The Houston Rockets have a history of disappointing playoff results, and recent moves at the trade deadline and free-agent market have seen late-season roster turnover bolstering the team’s rotation at the expense of accelerating the organization’s inventive offensive mission statement.
With 25 games left to play, here are the keys to the Rockets figuring it out after the regular season.
4. Piece together a playoff defense
The Rockets, by Feb. 25, own just the 15th defensive rating in the NBA—exactly the middle of the pack. Part of the reason the venerable head coach Mike D’Antoni has had mixed results historically in the playoffs (going to three conference finals between Phoenix and Houston) was his innovative offenses seizing up against great defenses.
Luckily, despite excising Capela, they acquired a very good wing defender in Robert Covington. The veteran forward will likely have to guard players like Kawhi Leonard or LeBron James in second or third-round playoff matchups while PJ Tuckers mans the “center” position.
It’s not going to be a one-player difference in the postseason, but D’Antoni’s team needs to play top-10 defense when inevitably the high-powered offense stalls.
3. Build a sustainable second unit
Part of the philosophy behind bringing in former NBA MVP point guard Russell Westbrook is the Rockets won’t have to rely on Harden, who still plays some the highest minutes per game in the league. D’Antoni can split Westbrook and Harden and find favorable players in the rotation to build off of their strengths—an underlying one being the same in isolation ball.
The loss of Capela and addition of Covington about equals out the scoring outputs from each respective player, but outside of former Sixth Man of the Year in guard Eric Gordon, the bench needs to perk up and find reliable scoring.
The Rockets would tremendously benefit from not having to burn Westbrook and Harden 35 minutes or more a night down the stretch of the season, especially if they’re going to win first-round home-field advantage.
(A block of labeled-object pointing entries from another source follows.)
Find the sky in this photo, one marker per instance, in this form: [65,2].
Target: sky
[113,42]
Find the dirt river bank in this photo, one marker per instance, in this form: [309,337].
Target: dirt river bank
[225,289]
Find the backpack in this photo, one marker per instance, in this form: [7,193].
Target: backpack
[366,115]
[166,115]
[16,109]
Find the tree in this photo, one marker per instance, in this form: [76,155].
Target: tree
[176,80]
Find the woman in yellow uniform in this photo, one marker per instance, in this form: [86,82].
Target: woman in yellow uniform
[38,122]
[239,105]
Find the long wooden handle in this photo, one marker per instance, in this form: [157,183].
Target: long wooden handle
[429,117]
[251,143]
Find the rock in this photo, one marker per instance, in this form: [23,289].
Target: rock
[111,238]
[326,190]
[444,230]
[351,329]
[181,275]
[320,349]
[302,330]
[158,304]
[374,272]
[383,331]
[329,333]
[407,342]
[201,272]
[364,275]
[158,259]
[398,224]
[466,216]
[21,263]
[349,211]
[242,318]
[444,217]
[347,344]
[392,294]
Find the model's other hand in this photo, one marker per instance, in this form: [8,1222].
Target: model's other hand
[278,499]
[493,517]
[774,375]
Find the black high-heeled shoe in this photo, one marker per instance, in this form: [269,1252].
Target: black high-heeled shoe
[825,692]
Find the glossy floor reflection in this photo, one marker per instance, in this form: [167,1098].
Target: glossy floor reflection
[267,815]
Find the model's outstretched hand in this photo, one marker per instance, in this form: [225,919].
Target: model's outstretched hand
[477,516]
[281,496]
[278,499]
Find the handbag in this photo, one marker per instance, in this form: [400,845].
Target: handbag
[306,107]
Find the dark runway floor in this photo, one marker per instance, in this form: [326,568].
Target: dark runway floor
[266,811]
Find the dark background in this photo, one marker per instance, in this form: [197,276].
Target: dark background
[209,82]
2. Decide on the rest-of-the-season strategy
That being said, the Rockets need to decide how they want these final weeks to play out: go all out and try to capture probably at best the second seed in the Western Conference, or coast and feel comfortable with No. 3 or 4. Houston is only a game behind the Los Angeles Clippers for the third spot and two behind the Denver Nuggets.
With new pieces on the team like Covington and veteran forwards Jeff Green and DeMarre Carroll, there needs to be an executive decision on either competing incredibly hard with little rest to better playoff positioning (possibly to secure a semi-finals home court) or not stressing on working the stars to the bone.
Perhaps somewhere in the middle makes sense to integrate the new players but not grinding the ex-MVP guards to exhaustion before the playoffs.
1. Keep the fire from 3-point land going
Part of the Rockets’ string of disappointing postseason finishes have been hauntingly terrible nights from long range, as D’Antoni and general manager Daryl Morey’s signature 3-point shooting ethos came up short when Houston couldn’t find the bottom of the net.
They say you live by the three and die by the three, and that will be partially true in the postseason again. Perhaps it’s too much to ask, but in order for Harden, Westbrook, and the Rockets to succeed in April, May, and beyond, it’s keeping a strong connection from behind the arc.